The wiki: https://github.com/JohnLangford/vowpal_wabbit/wiki
The mailing list: https://groups.yahoo.com/neo/groups/vowpal_wabbit/info
Learning to search framework: http://arxiv.org/abs/1406.1837
Learning to search algorithm: http://arxiv.org/abs/1502.02206
Learning reductions survey: http://arxiv.org/abs/1502.02704
Learning to interact tutorial: http://hunch.net/~jl/interact.pdf
Most recent exciting paper: http://arxiv.org/abs/1402.0555
Feature Hashing: http://arxiv.org/abs/0902.2206
Terascale learning: http://arxiv.org/abs/1110.4198
Many of the lectures in the large scale learning class with Yann @NYU: http://cilvr.cs.nyu.edu/doku.php?id=courses:bigdata:slides:start
Hash Kernels, http://jmlr.org/proceedings/papers/v5/shi09a/shi09a.pdf

Much like the example Leon Bottou gave us on counterfactual reasoning, ( see his slides: Learning to Interact ) a year ago. I very much liked the exploration bit for policies evaluation: if you don't explore you just don't know and prediction errors are not controlled exploration.

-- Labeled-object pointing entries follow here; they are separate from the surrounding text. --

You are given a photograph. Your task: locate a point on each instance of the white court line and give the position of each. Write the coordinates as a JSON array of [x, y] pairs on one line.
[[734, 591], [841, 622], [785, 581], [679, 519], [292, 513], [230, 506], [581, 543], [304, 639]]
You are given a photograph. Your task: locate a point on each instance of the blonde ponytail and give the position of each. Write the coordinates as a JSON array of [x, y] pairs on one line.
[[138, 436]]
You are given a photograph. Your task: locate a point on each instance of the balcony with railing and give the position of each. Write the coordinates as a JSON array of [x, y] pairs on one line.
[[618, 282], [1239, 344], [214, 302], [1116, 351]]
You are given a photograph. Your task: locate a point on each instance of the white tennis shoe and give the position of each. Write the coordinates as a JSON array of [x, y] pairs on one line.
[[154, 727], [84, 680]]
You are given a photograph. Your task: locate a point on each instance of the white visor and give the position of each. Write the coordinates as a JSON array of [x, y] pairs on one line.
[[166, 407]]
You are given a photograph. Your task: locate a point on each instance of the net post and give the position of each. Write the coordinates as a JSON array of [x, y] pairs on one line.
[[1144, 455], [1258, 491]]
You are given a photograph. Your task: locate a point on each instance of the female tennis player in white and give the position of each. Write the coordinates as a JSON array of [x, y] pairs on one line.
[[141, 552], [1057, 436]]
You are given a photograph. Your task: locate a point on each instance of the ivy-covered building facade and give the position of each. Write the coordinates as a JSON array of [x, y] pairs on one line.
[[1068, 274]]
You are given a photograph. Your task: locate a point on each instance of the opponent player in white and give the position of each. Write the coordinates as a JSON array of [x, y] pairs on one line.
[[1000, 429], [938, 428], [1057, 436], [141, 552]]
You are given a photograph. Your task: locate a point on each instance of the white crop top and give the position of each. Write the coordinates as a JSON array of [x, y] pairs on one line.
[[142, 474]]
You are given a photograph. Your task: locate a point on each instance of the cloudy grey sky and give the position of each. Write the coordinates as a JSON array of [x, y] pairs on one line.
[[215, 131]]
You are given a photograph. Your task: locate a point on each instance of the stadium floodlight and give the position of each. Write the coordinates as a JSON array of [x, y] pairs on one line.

which will be the subject of John's presentation at ICML in Lille next week:

Learning to Search Better than Your Teacher by Kai-Wei Chang, Akshay Krishnamurthy, Alekh Agarwal, Hal Daume, John Langford

[supplementary material]

Methods for learning to search for structured prediction typically imitate a reference policy, with existing theoretical guarantees demonstrating low regret compared to that reference. This is unsatisfactory in many applications where the reference policy is suboptimal and the goal of learning is to improve upon it. Can learning to search work even when the reference is poor? We provide a new learning to search algorithm, LOLS, which does well relative to the reference policy, but additionally guarantees low regret compared to deviations from the learned policy: a local-optimality guarantee. Consequently, LOLS can improve upon the reference policy, unlike previous algorithms. This enables us to develop structured contextual bandits, a partial information structured prediction setting with many potential applications.